Changes to these rules take only a few seconds to go live.

Anything to watch out for?

When you use the refresh metadata button it will update everything in the connection with values from the metadata including endpoints, names and certificates. This will also undo any manual changes you have made on the advanced tab. The metadata URL can be removed to guard against this if you choose.

If you are planning to pre-upload user identifiers, you will need to have at least one local account visible in the list to access the upload button. Do not delete all your test logins until at least some of your pre-mappings are uploaded.

Understanding the connection page

Display name

The name of the connection as it will appear at our authentication point when there is a choice of connector.
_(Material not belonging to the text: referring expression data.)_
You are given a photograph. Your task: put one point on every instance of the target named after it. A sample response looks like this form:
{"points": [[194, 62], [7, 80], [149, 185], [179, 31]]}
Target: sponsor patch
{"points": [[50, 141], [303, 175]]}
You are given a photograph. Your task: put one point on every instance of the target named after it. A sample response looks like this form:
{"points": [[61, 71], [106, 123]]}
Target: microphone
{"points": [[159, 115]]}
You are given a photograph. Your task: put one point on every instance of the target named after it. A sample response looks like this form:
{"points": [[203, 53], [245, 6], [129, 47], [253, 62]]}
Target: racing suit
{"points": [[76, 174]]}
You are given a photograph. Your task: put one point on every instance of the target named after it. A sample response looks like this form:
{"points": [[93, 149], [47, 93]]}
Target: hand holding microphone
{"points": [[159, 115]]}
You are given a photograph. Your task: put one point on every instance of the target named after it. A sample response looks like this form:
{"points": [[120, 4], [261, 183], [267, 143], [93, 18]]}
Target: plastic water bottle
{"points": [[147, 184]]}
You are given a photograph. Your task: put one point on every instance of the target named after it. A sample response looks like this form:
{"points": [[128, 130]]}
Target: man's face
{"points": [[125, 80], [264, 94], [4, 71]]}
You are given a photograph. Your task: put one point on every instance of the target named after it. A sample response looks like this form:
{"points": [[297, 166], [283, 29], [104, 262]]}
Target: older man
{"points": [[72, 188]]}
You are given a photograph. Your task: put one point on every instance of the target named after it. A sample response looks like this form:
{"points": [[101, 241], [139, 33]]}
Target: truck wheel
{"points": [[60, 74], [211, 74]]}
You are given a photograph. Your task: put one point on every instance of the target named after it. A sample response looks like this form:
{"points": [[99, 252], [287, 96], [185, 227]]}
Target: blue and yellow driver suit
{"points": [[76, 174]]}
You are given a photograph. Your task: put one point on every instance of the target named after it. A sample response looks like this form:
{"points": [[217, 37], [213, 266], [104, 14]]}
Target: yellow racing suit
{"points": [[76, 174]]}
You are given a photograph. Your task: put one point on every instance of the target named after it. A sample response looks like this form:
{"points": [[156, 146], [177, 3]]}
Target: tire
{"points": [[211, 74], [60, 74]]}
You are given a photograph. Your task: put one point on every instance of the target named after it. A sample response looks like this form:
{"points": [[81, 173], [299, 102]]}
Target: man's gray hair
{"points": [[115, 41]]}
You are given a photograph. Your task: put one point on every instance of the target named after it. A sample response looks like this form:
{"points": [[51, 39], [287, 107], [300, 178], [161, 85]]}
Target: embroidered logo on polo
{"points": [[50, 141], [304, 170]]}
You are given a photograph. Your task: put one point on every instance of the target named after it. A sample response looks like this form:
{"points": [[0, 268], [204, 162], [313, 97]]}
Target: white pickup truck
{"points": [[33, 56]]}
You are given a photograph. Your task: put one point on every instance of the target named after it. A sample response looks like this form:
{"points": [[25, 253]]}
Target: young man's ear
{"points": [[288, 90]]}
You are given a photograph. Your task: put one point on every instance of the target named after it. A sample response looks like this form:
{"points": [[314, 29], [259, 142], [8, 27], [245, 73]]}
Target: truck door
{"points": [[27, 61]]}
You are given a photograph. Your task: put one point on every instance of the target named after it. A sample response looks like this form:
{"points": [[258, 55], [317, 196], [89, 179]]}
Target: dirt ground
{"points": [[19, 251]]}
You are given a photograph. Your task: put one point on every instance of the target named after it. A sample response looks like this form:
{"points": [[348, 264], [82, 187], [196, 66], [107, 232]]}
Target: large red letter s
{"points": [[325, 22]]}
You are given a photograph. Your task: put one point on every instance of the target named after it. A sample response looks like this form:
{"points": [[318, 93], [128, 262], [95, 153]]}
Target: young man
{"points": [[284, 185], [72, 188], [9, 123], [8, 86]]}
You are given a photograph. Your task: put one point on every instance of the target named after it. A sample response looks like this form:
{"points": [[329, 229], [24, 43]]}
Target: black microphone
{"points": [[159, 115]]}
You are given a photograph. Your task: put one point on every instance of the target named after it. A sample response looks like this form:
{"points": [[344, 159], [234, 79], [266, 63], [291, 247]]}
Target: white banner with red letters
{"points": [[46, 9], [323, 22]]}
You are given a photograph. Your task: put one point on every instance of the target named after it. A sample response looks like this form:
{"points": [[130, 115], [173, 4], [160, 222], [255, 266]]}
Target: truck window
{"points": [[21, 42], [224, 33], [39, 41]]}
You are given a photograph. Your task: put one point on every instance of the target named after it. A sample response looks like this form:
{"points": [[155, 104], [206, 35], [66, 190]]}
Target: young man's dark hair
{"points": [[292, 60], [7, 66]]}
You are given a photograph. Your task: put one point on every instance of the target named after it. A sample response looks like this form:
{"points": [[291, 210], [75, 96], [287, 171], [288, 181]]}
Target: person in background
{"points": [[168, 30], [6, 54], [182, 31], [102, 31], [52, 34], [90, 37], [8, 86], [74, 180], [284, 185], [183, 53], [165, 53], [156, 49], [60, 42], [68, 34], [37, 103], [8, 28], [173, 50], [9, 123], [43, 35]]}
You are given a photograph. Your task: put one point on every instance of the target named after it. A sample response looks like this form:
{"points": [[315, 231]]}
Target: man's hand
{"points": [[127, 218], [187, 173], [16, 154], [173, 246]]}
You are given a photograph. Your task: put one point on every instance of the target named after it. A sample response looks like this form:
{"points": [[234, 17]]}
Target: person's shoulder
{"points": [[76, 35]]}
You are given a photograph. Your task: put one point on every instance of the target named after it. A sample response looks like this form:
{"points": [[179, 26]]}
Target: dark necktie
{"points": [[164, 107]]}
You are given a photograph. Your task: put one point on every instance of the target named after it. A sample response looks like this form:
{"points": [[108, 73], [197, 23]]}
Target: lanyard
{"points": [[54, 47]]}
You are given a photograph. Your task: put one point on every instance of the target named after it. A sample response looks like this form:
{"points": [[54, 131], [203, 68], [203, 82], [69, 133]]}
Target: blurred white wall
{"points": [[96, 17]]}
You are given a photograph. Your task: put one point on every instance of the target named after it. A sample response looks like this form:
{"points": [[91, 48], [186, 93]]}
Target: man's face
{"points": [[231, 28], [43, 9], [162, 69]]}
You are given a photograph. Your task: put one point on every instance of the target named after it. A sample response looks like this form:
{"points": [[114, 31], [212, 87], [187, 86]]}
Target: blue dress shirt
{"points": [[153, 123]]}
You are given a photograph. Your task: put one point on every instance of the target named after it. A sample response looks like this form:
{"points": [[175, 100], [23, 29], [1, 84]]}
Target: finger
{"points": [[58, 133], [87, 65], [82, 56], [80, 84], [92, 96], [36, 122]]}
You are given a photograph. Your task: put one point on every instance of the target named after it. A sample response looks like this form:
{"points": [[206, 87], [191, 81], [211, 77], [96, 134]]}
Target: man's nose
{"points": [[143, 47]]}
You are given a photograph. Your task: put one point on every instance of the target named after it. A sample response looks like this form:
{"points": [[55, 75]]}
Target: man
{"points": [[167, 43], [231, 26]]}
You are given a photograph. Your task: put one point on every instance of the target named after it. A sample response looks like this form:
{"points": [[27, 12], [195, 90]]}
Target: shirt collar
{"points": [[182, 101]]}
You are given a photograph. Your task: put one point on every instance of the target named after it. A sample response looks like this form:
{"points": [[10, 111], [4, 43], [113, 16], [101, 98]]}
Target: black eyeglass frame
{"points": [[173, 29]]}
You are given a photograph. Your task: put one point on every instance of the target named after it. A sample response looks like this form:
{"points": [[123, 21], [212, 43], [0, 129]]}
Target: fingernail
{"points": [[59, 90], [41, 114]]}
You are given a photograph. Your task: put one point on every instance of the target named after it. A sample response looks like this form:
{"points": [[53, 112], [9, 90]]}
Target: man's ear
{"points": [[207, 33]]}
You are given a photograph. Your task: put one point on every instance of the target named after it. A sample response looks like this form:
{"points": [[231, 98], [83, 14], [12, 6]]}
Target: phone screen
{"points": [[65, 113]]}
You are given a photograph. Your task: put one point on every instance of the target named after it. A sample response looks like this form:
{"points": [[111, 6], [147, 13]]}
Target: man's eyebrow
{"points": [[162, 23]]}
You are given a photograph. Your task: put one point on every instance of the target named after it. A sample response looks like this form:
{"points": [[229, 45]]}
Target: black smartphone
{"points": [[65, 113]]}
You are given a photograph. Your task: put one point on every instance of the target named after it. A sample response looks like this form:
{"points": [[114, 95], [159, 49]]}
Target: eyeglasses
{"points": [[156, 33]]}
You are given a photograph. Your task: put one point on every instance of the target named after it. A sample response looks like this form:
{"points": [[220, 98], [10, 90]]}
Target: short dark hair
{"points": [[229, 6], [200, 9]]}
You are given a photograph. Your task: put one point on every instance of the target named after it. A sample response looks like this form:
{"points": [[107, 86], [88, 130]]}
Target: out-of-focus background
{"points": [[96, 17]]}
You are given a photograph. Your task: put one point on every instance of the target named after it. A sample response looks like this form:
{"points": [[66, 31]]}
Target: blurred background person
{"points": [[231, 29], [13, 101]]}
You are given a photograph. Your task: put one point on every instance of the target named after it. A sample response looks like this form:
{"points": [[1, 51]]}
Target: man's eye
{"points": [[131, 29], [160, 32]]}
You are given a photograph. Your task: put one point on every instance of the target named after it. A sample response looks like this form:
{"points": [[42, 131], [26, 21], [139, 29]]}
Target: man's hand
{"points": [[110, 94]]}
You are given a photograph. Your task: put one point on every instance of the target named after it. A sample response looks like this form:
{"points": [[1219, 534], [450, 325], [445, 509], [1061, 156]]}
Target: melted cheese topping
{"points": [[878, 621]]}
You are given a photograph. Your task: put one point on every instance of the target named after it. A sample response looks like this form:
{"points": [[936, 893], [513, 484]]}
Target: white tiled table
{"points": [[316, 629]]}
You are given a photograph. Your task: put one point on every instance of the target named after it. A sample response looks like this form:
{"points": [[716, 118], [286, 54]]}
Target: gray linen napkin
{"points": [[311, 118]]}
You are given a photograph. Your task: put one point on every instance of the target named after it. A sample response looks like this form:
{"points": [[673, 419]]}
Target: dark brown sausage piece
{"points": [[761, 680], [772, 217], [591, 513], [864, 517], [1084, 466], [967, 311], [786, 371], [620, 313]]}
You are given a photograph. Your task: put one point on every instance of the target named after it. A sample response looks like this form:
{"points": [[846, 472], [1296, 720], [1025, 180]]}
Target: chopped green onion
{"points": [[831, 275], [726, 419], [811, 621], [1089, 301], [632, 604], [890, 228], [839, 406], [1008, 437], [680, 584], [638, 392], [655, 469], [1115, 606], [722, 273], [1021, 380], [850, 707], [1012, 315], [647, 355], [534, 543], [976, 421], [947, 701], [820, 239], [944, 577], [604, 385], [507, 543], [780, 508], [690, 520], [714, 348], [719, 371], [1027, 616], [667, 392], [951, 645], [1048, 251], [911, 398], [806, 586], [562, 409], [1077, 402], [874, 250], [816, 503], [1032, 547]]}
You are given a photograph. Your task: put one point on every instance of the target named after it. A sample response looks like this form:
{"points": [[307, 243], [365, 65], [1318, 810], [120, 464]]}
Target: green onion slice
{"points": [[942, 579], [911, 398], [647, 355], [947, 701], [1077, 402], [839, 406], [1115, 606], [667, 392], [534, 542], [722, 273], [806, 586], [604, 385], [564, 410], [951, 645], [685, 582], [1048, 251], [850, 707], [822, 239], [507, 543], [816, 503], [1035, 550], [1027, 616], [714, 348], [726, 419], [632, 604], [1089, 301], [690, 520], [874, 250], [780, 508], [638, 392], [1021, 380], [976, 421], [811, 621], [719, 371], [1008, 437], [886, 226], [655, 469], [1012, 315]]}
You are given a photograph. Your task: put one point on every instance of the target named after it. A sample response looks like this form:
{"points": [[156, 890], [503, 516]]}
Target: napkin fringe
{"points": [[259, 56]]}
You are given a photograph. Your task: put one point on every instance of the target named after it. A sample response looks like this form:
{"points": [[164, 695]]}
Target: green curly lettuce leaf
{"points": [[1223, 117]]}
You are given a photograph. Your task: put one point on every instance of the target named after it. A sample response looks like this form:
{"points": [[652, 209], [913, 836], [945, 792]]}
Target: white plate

Defaults to the name specified in the SAML metadata

Metadata URL

Where the SAML metadata is published. Populated only when metadata is loaded from a URL, it allows easy updates to the connection if your SAML system changes.


The entity identifier of your SAML instance, drawn from the SAML metadata.

SSO endpoint

The login address, again drawn from the SAML metadata.
DIsplay name attributeThe attribute you specify here supplies the value displayed in account lists and audit. Something human readable is recommended. It does not have to be different from the Unique user attribute.
Unique user attribute

The attribute you specify here must supply a  persistent value unique to the user within the current user set and should supply a pseudonymous value unique to that user for all time. This is used by the system to tell users apart and also used in the generation of targetedIDs and statistics. It does not have to be the username entered at your login point.

If using the SAML NameID here, the requirement for unique and persistent limits the type to:

  • urn:oasis:names:tc:SAML:2.0:nameid-format:persistent
  • urn:oasis:names:tc:SAML:1.1:nameid-format:emailAddress

Not live = connection can only be used in debug mode. The visibility and default flags are ignored.

Live and visible (if this is the only local connection) = connection can only be used in debug mode.

Live and visible (if there are multiple live and visible connections) = users are offered a choice of connections, including this one. There is a domain preference to include OpenAthens accounts or not.

Live & visible & default = This is your only login option and users will be sent directly to your login whenever the organisation is known. A successful authentication will tell the authentication point to remember that location. A failed authentication will clear that setting. Debug mode will not show other login options.

Changes to the status can take a few minutes to go into effect.

Create local accounts

Automatically - any user authenticated by your system and passed back to us is deemed ok and will be accepted by the system

Manually - only user IDs you have previously uploaded via the list page will be accepted by our systems

Remove local accounts

This setting controls when local account data will be automatically cleared from the system and is the number of days from the last time the account last signed in. Pre-mapped accounts that have not been seen are also cleared.

The setting can be from 1 to 365 days and represents the number of complete days that have passed since the date the account last signed in. i.e. does not include the day of the last sign-in in the count. See also: How to modify a local account.

Salt value

The salt used to generate a targetedID for users authenticated by this connection.

Modifying this after you go live will change the identifiers seen by service providers for your users... which is rarely desirable.

The other tabs

Certificates - allows you to add a second certificate. Used when you know the server certificate on the Otka end is about to change and you want to minimise downtime for your users.

Advanced - Allows you to make several changes that are not necessary in this case:

  • switching between SAML versions 
  • switch the profile from Redirect to Post 
  • enable signing of authentication requests (SHA-1 or SHA-256)  
  • enable the SAML forceAuthn option (forces the local source to re-authenticate any time the user is sent there - e.g. where users can have multiple affiliations within a consortium and session management makes it difficult for them to change).